The power amplifiers and speakers in public addressing systems are designed with constant voltage, whereas the sound systems in meeting rooms are often equipped with constant impedance speakers. What are the differences between constant voltage and constant impedance?
Constant Voltage Power Amplifier
A constant voltage power amplifier operates with high voltage output, predominantly in a monaural configuration. The final stage output typically involves the use of output transformers, resulting in slightly inferior sound quality but an extended transmission range. This type of amplifier is widely employed in large spaces such as military installations, train stations, docks, schools, and shopping malls.
Commonly employed in public settings.
High voltage, low current output.
Constant voltage power amplifiers are primarily used in public spaces for public addressing and background music systems. This is because the speakers and amplifiers in public addressing and background music systems are often located at a considerable distance, and a single power amplifier is typically required to connect to multiple low-power speakers. To minimize line losses and prevent the opening or closing of one speaker from affecting the volume of others in the system, constant voltage power amplifiers output high voltage and low current [relatively]. With constant voltage amplification, multiple speakers can be connected in parallel using a standard wire.
Constant Impedance Power Amplifier
Although constant impedance power Amplifier offer superior audio quality, they are limited in transmission distance. They are primarily used in home settings, KTVs, and conference halls.
Commonly used in home theaters, KTVs, stages, and conference rooms.
Low voltage, high current output.
Because the speakers in venues like conference rooms and stages are relatively close to the power amplifier and do not require connections to many speakers, constant impedance power amplifiers output high current and low voltage. When connecting the power amplifier and speakers, it is advisable to use dedicated audio cables.
The Differences in Output Configurations
A power amplifier that maintains a constant output voltage regardless of changes in load impedance, meaning the maximum voltage of the amplified audio signal remains constant, is known as a constant voltage power amplifier. Due to the use of deep negative feedback, this type of amplifier typically employs negative feedback levels of 10~20dB or more. The output voltage is highly stable, and the impact of the load on the amplifier's output voltage is minimal within the rated power range. To reduce power losses in long-distance power transmission, output transformers are used, where higher voltage results in lower transmission line losses.
The output voltage of constant voltage power amplifiers commonly comes in several values, such as 70V, 90V, 120V, etc. It requires the load to have a specific rated voltage. In a constant voltage system, multiple speakers with constant voltage ratings are connected in parallel. The total power of the connected speakers should not exceed the total power capacity of the constant voltage power amplifier.
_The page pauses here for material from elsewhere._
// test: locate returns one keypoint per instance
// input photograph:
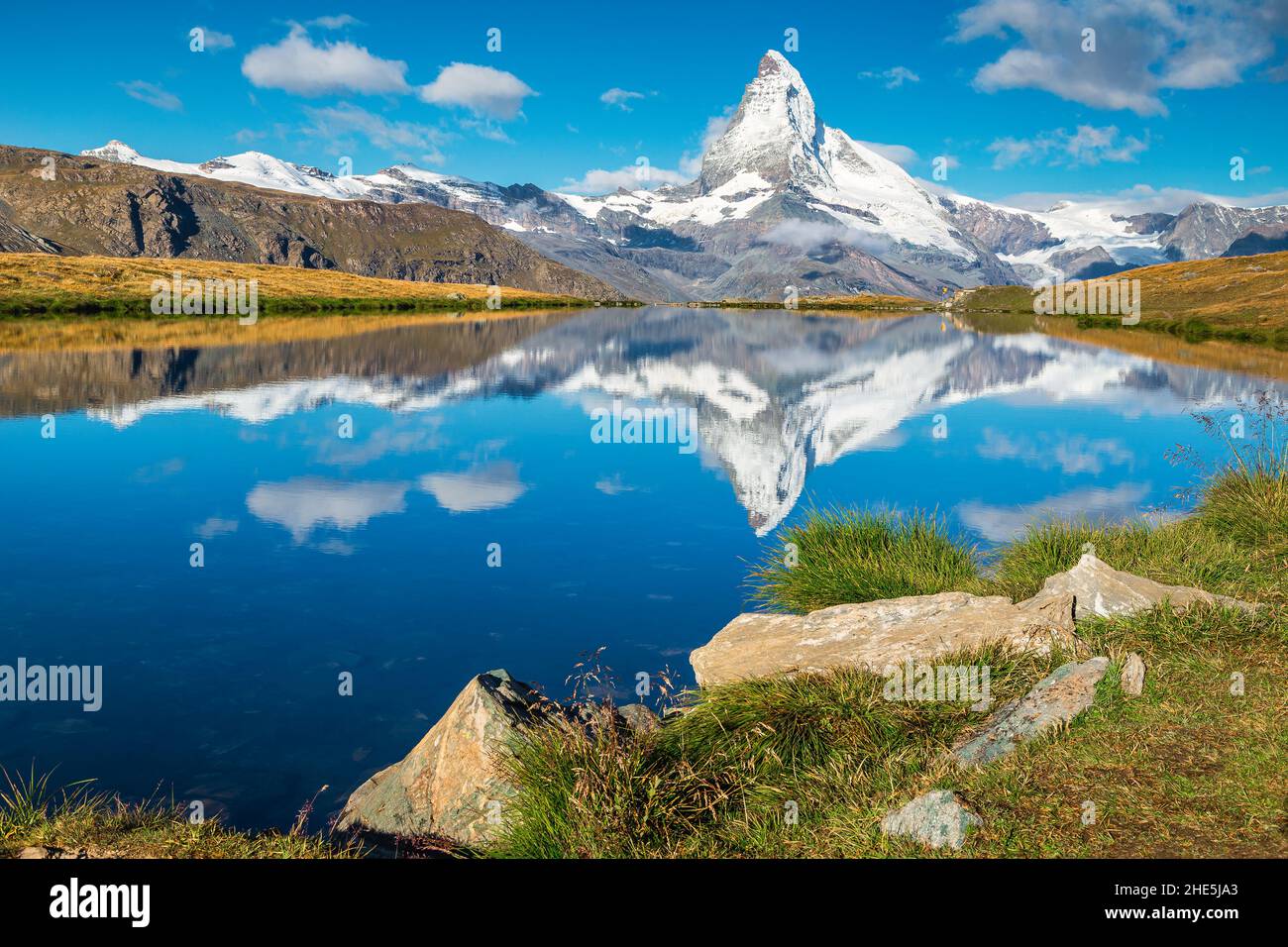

In constant voltage power amplifiers, if the rated load voltage changes, the power output correspondingly changes. For instance, a speaker with a rating of 100V, 10W connected to a 70V source would become 5W (the power difference is halved when transitioning from 100V to 70V).
The amplifier requires a constant output load impedance. In constant impedance power amplifiers, if the load impedance changes, the power output correspondingly changes. For example, an 8-ohm 100W constant impedance power amplifier connected to a 4-ohm load would result in an output power close to 200W.
The Application Differences
Constant voltage speakers are used in large spaces where high audio quality is not a primary concern. Conversely, constant impedance speakers, due to transmission limitations, are typically employed in smaller spaces where sound quality is a more critical factor. Generally, constant voltage outputs are used in public address systems, while constant impedance outputs are preferred for audio systems.
Constant voltage amplifiers offer three output options: 70V, 100V, and 120V. They are suitable for long-distance wired broadcasting and parallel use with multiple speakers, but they may have lower audio quality. On the other hand, constant impedance amplifiers provide better sound quality but are not suitable for long-distance transmission, and they do not allow parallel connection of multiple speakers.